"Forgotten Harbour" by Gordon Malherbe Hillman (first published in Ghost Stories, Aoril 1931; republished as "Town of Terror" in True Twilight Tales, Fall 1963; included in Phantom Perfumes and Other Shades: Memories of Ghost Stories Magazine, edited by Mike Ashley, 2000; included in The Ghost Slayers: Classic Tales of Occult Detection, edited by Mike Ashley, 2022)
I have a weak spot for occult detectives. I mean, you have a supernatural story and a detective story. all rolled into one...how can you go wrong? John silence, Jules de Grandin, Carnaki, Flaxman Lowe, Morris Klaw, Harry Escott, Martin Hesselius, Flaxman Lowe, Norton Vyse, Alymer Vance, Dr. Taverner, Semi-Dual, Miles Pennoyer, Simon Iff, John Thunstone, Lucius Leffing, Gees, Steve Harrison, and (of course) Carl Kolchak, and so many others...I love them all.
But there was one occult detective who had escaped my notice: Cranshawe (no first name given), created by Gordon Malherbe Hillman. Understandable, because he appeared in only two short stories, both in the somewhat forgettable Ghost Stories in 1931. Cranshawe is "the greatest american authority on poltergeists" and "a sort of psychic detective. The only one in America." Ghost Stories was one of the magazine published by physical fitness guru Bernarr Macfadden, who gave us Physical Culture, True Story, True Detective, True Romance, Photoplay, SPORT, and Liberty Magazine, among others. Ghost Stories was modelled on the "confession-style" of True Story, with early issues purporting to be fact-based articles, usually on an as-told-to basis, complemented with blurred double-image photographs supposedly of actual spectres. The magazine ran for 64 issues, from July 1926 to December 1931, with stories in later issues dropping most of the confessional facade.
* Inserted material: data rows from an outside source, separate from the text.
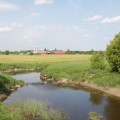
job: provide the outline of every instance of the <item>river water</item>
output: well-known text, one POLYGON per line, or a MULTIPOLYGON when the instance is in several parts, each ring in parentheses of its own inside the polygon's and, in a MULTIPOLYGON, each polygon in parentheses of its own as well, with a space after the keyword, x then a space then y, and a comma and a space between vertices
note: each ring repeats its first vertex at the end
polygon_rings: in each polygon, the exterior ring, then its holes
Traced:
POLYGON ((96 111, 104 120, 120 120, 120 100, 83 87, 60 87, 44 84, 37 72, 13 75, 29 83, 13 92, 5 104, 35 99, 56 109, 64 109, 70 120, 88 120, 89 112, 96 111))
"Forgotten Harbour" is a small coastal town whose lighthouse has been popularly named the"Lighthouse of Death" due to an incident which happened a year before in which the lighthouse keeper and his assistant vanished, with no trace of their bodies ever being found. Since that time, call from the lighthouse has been received at the local telephone office each day at midnight; there is no one on the opposite line, only the thump, thump thump sound of a heavy cane moving across a floor, the same sound that had been made by the missing lighthouse keeper, a cripple. There are also two graves that appear at sunset, then mysteriously vanish. A strange, often invisible figure is seen, carrying a lantern, walking over the water. A horrific-looking head appears out of the dense fog. A ghost smashes through a lighthouse window and attempts to strangle a person. the townspeople are terrified. A steamship appears fated to crash outside the town, echoing a traffic accident from decades before. Can Cranshawe determine why all this is happening and stop it?
Gordon Malherve Hillman (1900-1968) ws a somewhat successful writer of stories for both the pulps and the slicks, although the FictionMags Index only lists his contributions to Ghost Stories; perhaps his other works appeared pseudonymously. As his market began to dry up during World War II and the years immediately after, he fell on hard times and turned to alcohol. He found it increasingly difficult to care for his invalid mother, and ended up bludgeoning her to death in 1950. He turned himself into the police, pled guilty, and was convicted of manslaughter. He was released in 1954 and was left to pick up the pieces of his life. I don't know if he was able to pick up his writing career after that, but he did have one story adapted for Four Star Playhouse in 1955, in an episode starring Charles Boyer and a 17-year-old Natalie Wood.
I have a weakness for Occult Detectives, too! I'm a fan of Seabury Quinn's Jules de Grandin stories!
ReplyDeleteI should Go Look...did GHOST STORIES consistently give by-lines? That reprint magazine catches my eye as new to me...
ReplyDeleteTodd, the bylines -- especially in the early issues -- were "as-told-by"s. Among the authors in the first six issues were Fulton Oursler (who also had an editorial hand in the magazine), Jack Bechdolt, Muriel Eddy, and Victor Rousseau, with reprints by Frank R. Stockton, Mrs. Oliphant, Fitz-James O'Brien, Washinton Irving, and Agatha Christie. There was a November 1926 story by Ed (not out Ed) Gorman. Most of the stories in the first six issues had bylines that were most likely pseudonymns.